Early in 1916, Cumberland University’s President Homer Hill and the school’s board of trustees decided that their failing football team should be shut down to help relieve the school’s mounting financial woes. President Hill called a bright law student named George E. Allen, who was student manager of the school’s baseball and football teams, told him to notify all the schools on Cumberland’s 1916 football schedule that Cumberland was dropping football immediately. George was also told to clear out all the football uniforms and related gear from the lockers where they were stored. He did this, but forgot to notify Georgia Tech, who was scheduled to play Cumberland on Oct. 7 at Atlanta’s Grant Field.
When Georgia Tech discovered a few weeks before the game that Cumberland was not going to play them on Oct. 7, the school’s president notified Presiden Hill that, to cancel the game at this late date would require Cumberland to pay a $3,000 forfeit, money Cumberland didn’t have. Hill called George into his office and informed him of this. Both were disappointed that a rich school like Georgia Tech would hold little Cumberland to the contract.
The spring before Cumberland upset Georgia Tech in a baseball game at Cumberland which the host school won 22-0. Georgia Tech’s baseball coach, John Heisman, also the Ramblin Wreck’s football coach, was miffed when he realized that Cumberland had played four semi-pro baseball players whom George had recruited in a Nashville bar. This may have caused Heisman to influence Georgia Tech’s president to take their hard line on the football game.

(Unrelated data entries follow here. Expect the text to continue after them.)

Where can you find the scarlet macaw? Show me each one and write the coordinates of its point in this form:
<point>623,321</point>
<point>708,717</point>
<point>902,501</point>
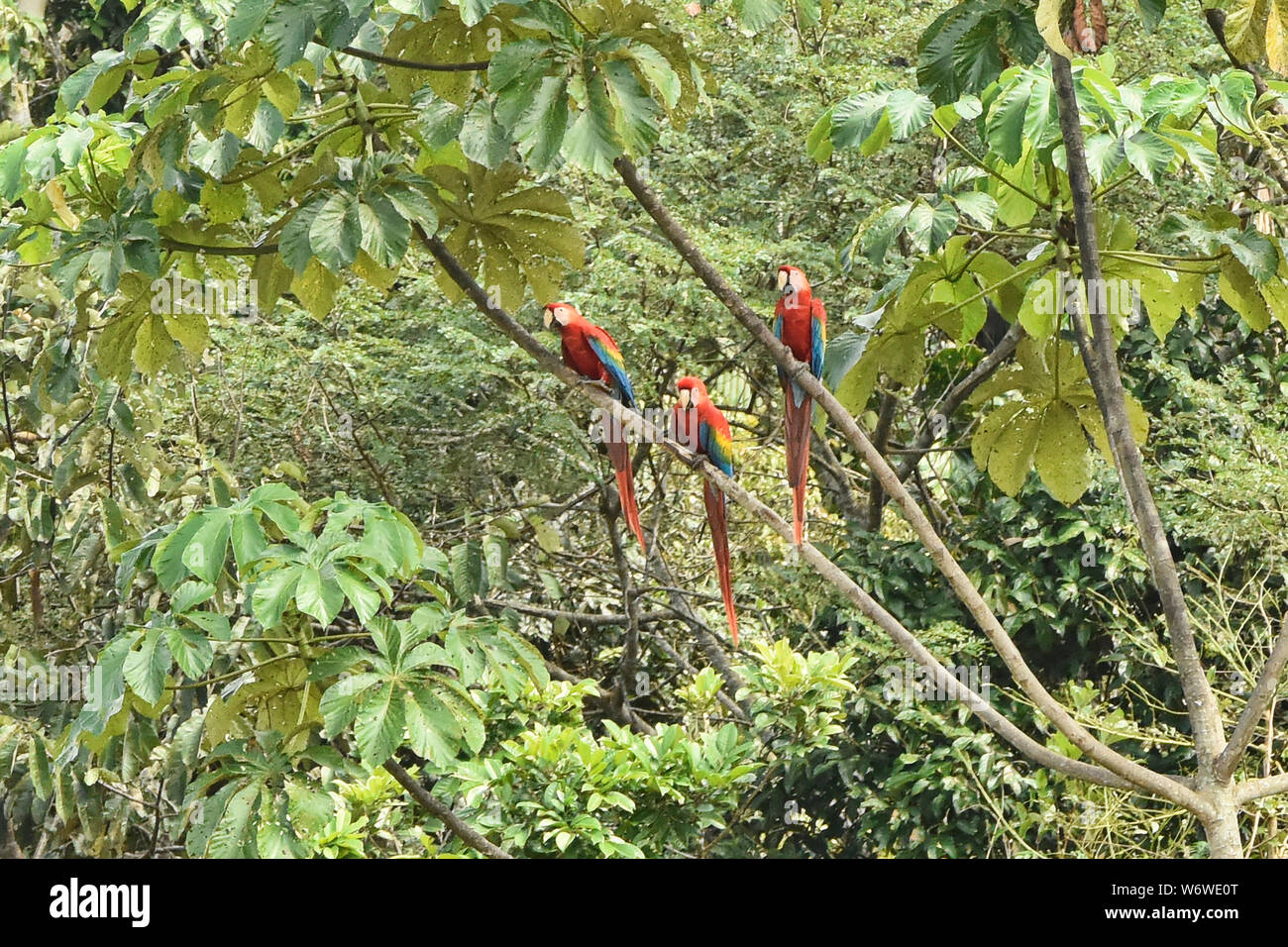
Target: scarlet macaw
<point>591,352</point>
<point>699,425</point>
<point>802,326</point>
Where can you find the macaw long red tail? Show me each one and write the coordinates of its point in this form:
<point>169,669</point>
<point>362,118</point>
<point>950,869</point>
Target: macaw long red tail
<point>720,543</point>
<point>619,453</point>
<point>799,418</point>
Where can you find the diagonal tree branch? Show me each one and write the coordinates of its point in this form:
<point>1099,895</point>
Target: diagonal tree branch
<point>459,827</point>
<point>1132,775</point>
<point>1263,692</point>
<point>956,395</point>
<point>957,579</point>
<point>1100,356</point>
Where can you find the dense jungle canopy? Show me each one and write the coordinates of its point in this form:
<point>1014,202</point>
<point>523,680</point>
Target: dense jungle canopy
<point>296,492</point>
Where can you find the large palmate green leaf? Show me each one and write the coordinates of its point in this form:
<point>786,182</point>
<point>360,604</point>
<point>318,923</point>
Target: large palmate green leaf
<point>513,235</point>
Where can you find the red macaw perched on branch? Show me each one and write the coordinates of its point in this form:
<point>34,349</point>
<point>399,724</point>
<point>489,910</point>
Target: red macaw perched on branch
<point>591,352</point>
<point>802,326</point>
<point>699,427</point>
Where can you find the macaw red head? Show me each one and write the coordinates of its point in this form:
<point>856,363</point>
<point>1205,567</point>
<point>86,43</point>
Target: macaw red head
<point>694,392</point>
<point>791,281</point>
<point>562,313</point>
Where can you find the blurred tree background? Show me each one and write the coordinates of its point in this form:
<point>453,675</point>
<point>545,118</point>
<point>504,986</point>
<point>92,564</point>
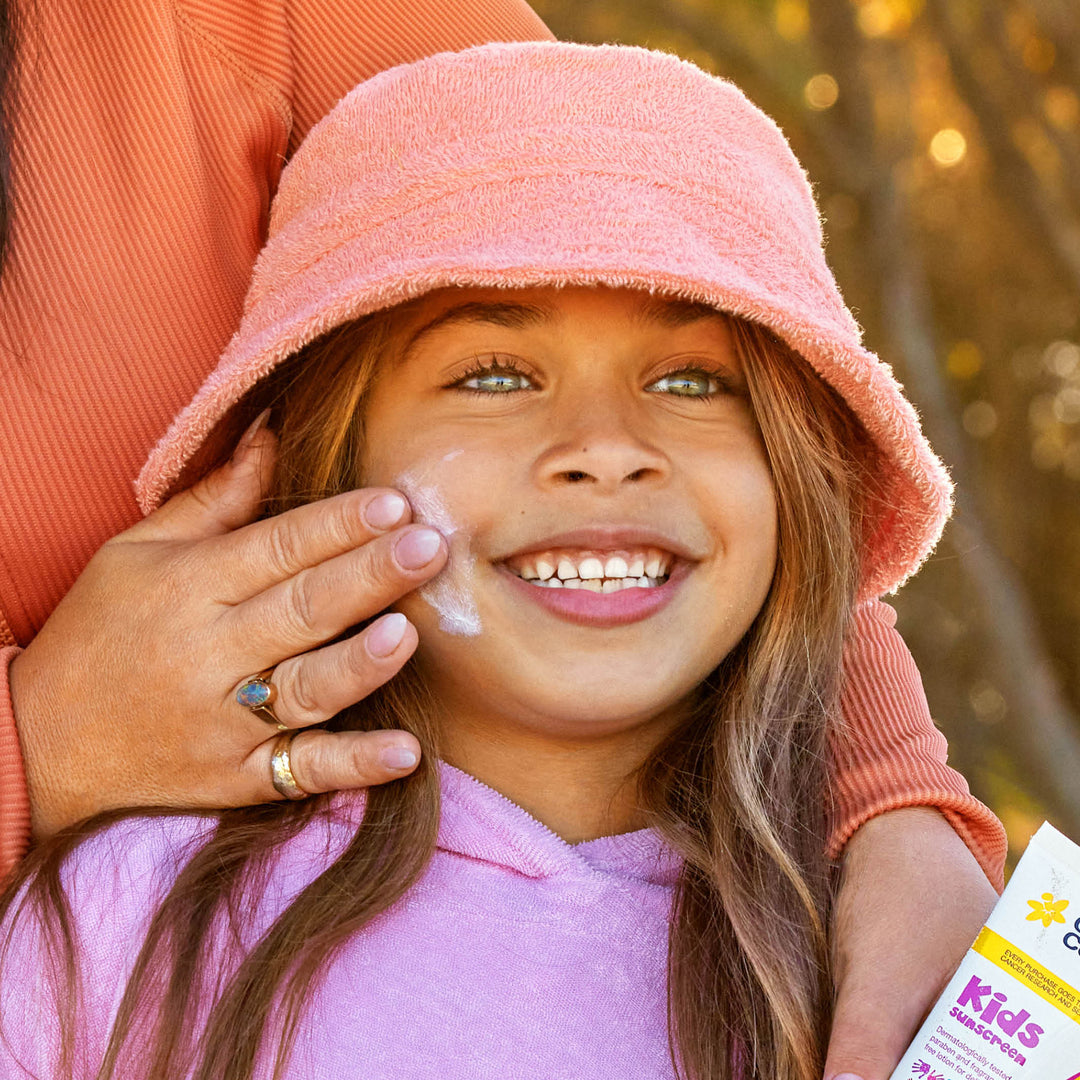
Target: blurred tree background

Cumberland’s president decided to play the football game with Georgia Tech and hoped that nobody on his team got hurt. The problem was that Cumberland didn’t have a team. So two weeks before the game, George cobbled together a team consisting mainly of law students who had played high school football. He managed to filch some shoulder pads and helmets from Castle Heights Military Academy a half mile away and found some jerseys from the 1915 Cumberland team. He also was busy raising the $500 that it would cost to make the train trip to Atlanta and stay two nights in the new Georgia Terrace Hotel.
The brand new Cumberland football team had two or three practices where they learned four running plays and one passing play. Most of the boys agreed to play mighty Georgia Tech because they wanted to stay and party in a fancy Atlanta hotel with their girlfriends. For the most part, priorities at Cumberland were to get a good education, enjoy fraternity life, and survive playing 60 minutes of football against undefeated Georgia Tech.

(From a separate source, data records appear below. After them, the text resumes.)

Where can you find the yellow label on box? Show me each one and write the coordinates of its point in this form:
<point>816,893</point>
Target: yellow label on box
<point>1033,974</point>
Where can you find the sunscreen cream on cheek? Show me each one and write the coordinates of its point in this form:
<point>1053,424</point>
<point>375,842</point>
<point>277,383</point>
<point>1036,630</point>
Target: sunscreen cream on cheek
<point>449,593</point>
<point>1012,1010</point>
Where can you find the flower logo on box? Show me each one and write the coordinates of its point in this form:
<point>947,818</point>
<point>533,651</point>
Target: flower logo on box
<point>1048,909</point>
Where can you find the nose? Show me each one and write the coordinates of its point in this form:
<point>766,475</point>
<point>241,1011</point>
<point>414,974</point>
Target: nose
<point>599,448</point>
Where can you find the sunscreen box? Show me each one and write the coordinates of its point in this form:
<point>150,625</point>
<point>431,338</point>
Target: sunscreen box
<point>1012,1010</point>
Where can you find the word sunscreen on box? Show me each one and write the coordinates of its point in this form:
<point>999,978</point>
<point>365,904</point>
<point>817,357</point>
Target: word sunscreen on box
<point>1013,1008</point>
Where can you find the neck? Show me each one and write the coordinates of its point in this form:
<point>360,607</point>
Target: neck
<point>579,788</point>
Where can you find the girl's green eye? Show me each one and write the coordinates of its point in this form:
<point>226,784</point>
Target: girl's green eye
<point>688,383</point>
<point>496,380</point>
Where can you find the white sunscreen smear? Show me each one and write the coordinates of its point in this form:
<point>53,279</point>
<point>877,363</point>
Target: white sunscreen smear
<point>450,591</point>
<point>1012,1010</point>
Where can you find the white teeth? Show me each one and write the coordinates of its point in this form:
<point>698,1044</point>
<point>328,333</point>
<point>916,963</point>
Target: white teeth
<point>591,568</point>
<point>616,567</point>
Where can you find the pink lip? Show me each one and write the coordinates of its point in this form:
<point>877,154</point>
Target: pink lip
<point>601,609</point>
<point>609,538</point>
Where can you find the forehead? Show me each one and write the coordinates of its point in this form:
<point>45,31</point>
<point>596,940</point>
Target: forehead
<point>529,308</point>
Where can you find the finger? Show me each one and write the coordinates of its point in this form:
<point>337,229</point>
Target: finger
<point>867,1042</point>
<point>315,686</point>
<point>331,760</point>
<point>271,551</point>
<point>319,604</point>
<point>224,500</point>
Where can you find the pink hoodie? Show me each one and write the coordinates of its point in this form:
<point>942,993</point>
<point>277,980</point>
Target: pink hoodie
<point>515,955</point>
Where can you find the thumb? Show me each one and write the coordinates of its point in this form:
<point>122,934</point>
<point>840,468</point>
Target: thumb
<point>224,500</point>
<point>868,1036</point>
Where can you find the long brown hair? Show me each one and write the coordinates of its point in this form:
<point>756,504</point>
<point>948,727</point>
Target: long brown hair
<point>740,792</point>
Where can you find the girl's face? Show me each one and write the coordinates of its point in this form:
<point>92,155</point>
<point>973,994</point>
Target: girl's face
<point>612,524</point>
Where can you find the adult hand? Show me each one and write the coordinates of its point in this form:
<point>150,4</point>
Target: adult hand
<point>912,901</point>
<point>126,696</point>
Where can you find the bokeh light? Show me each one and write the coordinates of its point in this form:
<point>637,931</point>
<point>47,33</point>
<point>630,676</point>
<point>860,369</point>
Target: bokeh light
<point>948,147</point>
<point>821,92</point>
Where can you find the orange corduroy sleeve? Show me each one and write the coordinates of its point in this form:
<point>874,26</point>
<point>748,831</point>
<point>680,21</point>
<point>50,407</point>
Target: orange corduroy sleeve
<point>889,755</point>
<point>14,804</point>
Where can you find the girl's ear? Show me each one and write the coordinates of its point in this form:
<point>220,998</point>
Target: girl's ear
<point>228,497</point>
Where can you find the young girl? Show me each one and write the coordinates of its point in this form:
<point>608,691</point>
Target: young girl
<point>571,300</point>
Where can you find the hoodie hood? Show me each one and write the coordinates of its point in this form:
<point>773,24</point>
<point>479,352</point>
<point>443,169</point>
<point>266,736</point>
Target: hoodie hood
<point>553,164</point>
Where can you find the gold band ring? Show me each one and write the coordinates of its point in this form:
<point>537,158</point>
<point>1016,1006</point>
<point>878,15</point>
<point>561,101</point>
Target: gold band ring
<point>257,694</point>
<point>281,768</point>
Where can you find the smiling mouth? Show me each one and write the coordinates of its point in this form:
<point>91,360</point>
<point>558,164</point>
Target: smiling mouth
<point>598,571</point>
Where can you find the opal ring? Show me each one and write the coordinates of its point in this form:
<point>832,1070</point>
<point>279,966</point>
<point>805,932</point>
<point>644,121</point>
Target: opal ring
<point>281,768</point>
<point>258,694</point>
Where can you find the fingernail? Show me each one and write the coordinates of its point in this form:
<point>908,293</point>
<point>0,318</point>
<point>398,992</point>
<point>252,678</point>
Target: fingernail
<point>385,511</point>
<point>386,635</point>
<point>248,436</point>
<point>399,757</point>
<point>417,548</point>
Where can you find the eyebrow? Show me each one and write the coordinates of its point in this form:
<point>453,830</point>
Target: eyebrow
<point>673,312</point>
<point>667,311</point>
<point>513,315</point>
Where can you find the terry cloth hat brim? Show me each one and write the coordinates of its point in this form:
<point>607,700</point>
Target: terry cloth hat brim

On Thursday before the Saturday game, the 14 Cumberland players went to Horn Springs, a resort a few miles west of town, where there was a dance band, and a decent vocalist singing some of Al Jolson’s jazz hits. They enjoyed themselves.
When the team boarded the train at Lebanon’s tiny depot for Atlanta, each member had a suitcase and a potato sack filled with his football gear.

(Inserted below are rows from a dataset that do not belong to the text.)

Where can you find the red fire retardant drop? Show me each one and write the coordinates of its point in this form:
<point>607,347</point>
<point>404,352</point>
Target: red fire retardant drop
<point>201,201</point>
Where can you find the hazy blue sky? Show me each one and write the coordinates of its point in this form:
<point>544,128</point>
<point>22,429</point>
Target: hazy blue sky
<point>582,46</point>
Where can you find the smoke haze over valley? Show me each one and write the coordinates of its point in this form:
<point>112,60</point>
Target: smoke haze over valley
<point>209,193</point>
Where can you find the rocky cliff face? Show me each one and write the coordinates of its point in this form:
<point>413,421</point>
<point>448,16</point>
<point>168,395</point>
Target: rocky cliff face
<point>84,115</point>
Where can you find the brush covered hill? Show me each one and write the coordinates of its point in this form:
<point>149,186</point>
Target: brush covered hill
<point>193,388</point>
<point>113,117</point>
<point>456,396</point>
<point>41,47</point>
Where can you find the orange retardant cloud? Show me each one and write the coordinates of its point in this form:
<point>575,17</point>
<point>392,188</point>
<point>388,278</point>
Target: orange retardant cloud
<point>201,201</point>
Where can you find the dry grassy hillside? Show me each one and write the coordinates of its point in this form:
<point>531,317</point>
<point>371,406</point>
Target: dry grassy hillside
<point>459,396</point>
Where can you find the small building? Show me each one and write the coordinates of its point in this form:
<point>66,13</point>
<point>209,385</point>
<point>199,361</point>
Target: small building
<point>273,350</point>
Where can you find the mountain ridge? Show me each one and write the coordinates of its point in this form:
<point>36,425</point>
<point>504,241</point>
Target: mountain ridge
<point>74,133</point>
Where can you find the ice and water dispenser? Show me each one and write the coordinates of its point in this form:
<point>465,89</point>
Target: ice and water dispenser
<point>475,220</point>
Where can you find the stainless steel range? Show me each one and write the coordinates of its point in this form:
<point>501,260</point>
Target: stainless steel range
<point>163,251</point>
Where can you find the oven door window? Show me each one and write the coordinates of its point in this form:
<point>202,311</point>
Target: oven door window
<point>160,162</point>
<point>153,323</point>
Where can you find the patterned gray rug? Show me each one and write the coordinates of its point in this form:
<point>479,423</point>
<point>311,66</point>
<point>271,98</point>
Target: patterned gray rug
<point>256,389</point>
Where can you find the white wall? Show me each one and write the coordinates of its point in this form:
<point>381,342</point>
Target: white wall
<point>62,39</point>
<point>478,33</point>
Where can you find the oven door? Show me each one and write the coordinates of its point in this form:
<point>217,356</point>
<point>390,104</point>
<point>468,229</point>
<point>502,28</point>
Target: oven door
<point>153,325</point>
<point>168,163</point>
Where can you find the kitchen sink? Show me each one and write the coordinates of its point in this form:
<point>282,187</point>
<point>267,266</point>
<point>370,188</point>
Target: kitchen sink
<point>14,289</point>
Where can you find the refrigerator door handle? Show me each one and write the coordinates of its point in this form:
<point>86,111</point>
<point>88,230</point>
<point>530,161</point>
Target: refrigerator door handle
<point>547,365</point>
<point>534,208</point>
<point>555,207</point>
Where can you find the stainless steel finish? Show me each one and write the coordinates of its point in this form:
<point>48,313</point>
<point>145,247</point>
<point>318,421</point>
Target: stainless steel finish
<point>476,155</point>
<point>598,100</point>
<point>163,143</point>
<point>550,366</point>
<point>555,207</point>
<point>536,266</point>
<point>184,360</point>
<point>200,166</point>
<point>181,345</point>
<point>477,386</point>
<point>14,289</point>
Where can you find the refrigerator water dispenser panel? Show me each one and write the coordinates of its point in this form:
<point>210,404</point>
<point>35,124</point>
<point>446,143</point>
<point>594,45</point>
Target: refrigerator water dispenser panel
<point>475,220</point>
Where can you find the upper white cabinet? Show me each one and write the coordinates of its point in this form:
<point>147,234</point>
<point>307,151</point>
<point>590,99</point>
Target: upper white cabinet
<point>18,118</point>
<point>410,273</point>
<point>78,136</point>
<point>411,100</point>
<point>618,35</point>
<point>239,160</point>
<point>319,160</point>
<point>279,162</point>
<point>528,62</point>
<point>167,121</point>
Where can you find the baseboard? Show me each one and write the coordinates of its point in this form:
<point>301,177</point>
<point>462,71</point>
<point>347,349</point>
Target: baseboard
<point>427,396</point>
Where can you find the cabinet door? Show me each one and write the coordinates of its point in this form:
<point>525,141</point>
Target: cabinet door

On arriving in Atlanta, they were greeted by a delegation from Georgia Tech who thought the Tennesseans “looked unkempt and out of sorts.” From there the team walked to the hotel, gawking at the big city. Upon arrival, their coach told them to get a good meal, turn in early and be downstairs for breakfast at 8 o’clock sharp.
On game day, Georgia Tech sent a bus to pick up the Cumberland team, some of whom had headaches after a long night of partying, having slept only a few hours.The Georgia Tech players were not hungover. Overwhelming in size and strength, they were ready to pulverize Cumbarland. In the stands were only about 75 Cumberland fans, all of whom had come down with the team.
The game was a nightmare. At the end of the first quarter, the score was 63 to 0 in the Ramblin Wreck’s favor. The Cumberland players were “battered, bruised and pooped.” The second quarter was just as bad. Tech led 126 to 0 at half. The Cumberland players seemed to have “lost their souls, stumbling through a desert.”
Before the second half, Cumberland’s coach asked the referees to reduce the 3rd and 4th quarters from 15 minutes to 12.5 minutes. The referees said OK if Georgia Tech’s coach agreed. Heisman agreed. Just before the second half kickoff, Georgia Tech coach Heisman looked down his bench. At the end was a player wearing a maroon Cumberland uniform. Heisman told the young man that he was on the wrong side of the field, The boy said he knew that but he did not want to be put in the game and begged to be allowed to stay. Heisman relented.
In the abbreviated second half, Tech scored 54 points in the third quarter and 42 in the fourth quarter, making the final score 222 to 0. Georgia Tech scored 10 touchdowns on first down and never made a first down as they always scored before that. Cumberland completed 2 passes, had six interceptions and minus 42 yards rushing. The unbelievable score made North sportswriters realize how good Georgia Tech was. They went on to an undefeated season with 7 wins and one tie with Washington & Lee in 1916 and were national champions in 1917.
The Cumberland team arrived back in Lebanon, “beat up, worn out and exhausted.” Yet, they had accomplished their mission. They had survived, saved Cumberland $3,000 and, for the first time ever, sports fans in New York, Boston and other northern cities knew that there was a Cumberland University and where it was.
The information in this article came from Sam Hatcher’s book, written in 2016, Geisman’s First Trophy.